City staff received an update Monday about efforts to resettle thousands of Syrian refugees. Of the 26,166 refugees who have arrived in Canada since last fall, 4,334 have chosen Toronto as their new home.
“It’s been a challenge,” said Coun. Joe Mihevc, a member of the Community Development and Recreation Committee, which received the report.
“With the pictures that people have been seeing in Europe and what some of the government officials in the U.S. have been saying, especially in this election period, it has contributed to a culture and anger towards the ‘other’,” he Mihevc.
One city-funded program aimed at calming the fear and easing the difficult transition for Syrian refugees is called The Ontario-wide Public Education Campaign Against Xenophobia, Islamophobia and Racism. Its goal is to fight a specific type of racism feeding rumours and stereotypes undermining efforts to welcome and integrate Syrian refugees.
The inaccuracies include that all Arabs and Muslims are terrorists, threats to Canada’s social system and are benefiting from government generosity at the expense of needy Canadians.
“What is driving the anti-refugee attitudes at the moment is a very specific kind of xenophobia,” said Debbie Douglas, executive director of the Ontario Council of Agencies Serving Immigrants, which is overseeing the campaign.
“We want to tap right into that anti-Arab, anti-Muslim sentiment sparked by the arrival of the Syrian refugees,” she said.
“Rumours feed and fuel pre-existing racist attitudes and behaviours.”
The public awareness initiative will roll out locally with a poster campaign meant to drive people to a website aimed at provoking discussion and reflection. The initiative will expand province-wide to public service announcements and events.
Beginning in May, the campaign will spread its message to schools, universities, business and landlord associations. Organizers also hope to collaborate with police departments as well.
“It is greatly needed as there has been a lot of misinformation out there that really is destructive,” said Leen Al Zaibak, co-founder of Jusoor, a Canadian NGO that provides academic assistance to Syrian youth.
“The biggest rumour I have come across is that the government is spending more on Syrian refugees than others like the homeless and veterans,” she said. “This is not true.”
Other cities like Barcelona already have anti-rumour campaigns in place.
In February, Toronto city council approved $220,000, on a one-time basis, to the Newcomer Office for its Syrian Resettlement Program. Of that, $90,000 has been earmarked for the city’s public education and anti-rumours campaign.

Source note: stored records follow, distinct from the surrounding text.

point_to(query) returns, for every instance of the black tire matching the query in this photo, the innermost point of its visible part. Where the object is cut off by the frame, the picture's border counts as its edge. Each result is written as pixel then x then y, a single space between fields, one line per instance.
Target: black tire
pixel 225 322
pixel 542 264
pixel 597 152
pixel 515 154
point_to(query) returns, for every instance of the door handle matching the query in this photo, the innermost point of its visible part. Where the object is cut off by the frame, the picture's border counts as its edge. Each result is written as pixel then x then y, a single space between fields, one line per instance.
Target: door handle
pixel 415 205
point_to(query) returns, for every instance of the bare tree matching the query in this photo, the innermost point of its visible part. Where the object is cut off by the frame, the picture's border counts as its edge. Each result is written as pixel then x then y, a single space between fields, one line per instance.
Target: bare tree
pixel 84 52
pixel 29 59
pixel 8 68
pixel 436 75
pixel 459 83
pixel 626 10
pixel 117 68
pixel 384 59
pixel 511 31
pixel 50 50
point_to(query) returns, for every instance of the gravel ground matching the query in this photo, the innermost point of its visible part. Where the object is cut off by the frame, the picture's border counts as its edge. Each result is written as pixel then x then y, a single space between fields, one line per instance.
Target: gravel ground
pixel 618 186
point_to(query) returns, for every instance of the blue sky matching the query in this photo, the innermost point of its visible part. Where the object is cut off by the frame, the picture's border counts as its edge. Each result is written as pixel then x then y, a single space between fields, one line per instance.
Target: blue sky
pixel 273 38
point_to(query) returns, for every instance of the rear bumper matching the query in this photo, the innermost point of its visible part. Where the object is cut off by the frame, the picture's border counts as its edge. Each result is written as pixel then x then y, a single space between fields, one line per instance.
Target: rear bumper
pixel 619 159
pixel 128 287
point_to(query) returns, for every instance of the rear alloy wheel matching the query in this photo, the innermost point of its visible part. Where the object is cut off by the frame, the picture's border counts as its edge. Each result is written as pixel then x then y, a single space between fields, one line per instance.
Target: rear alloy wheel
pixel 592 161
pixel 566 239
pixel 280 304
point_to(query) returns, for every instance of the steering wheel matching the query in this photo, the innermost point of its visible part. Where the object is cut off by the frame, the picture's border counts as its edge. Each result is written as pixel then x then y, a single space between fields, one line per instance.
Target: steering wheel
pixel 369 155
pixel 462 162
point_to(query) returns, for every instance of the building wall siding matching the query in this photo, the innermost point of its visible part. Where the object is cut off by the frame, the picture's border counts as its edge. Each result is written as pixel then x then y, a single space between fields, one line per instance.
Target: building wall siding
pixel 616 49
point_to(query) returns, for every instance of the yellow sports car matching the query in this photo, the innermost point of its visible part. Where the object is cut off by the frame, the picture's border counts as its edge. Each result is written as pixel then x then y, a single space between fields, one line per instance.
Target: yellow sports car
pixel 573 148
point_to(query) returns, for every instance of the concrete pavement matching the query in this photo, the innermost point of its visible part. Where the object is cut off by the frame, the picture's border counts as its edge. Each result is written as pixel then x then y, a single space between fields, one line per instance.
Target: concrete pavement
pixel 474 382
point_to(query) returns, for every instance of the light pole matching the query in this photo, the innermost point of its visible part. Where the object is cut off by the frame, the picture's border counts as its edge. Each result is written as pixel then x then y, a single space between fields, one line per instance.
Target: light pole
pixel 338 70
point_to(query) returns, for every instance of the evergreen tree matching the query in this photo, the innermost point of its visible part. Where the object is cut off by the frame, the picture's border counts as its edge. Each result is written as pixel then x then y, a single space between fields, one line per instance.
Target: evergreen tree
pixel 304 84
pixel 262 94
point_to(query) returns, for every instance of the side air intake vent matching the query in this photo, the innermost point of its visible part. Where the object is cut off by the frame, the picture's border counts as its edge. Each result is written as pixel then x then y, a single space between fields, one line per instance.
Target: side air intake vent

Despite strong backing from the federal government, some polls suggested that most Canadians disagree with the plan to welcome so many refugees into the country.
But the poll was conducted one week after the devastating terror attacks in Paris, a time that saw a spike in anti-Muslim incidents.
“We wanted to be as provocative as possible, so that Torontonians are pushed out of their comfort zone and examine their own stereotypes, assumptions, prejudices, rumours, and racist views,” said immigrant advocate Douglas.
The long-term goal of the campaign is to broadly tackle all forms of racism. The initiative hopes to emulate models established by anti-drinking and driving and anti-smoking initiatives that have made the issues top of mind for the public.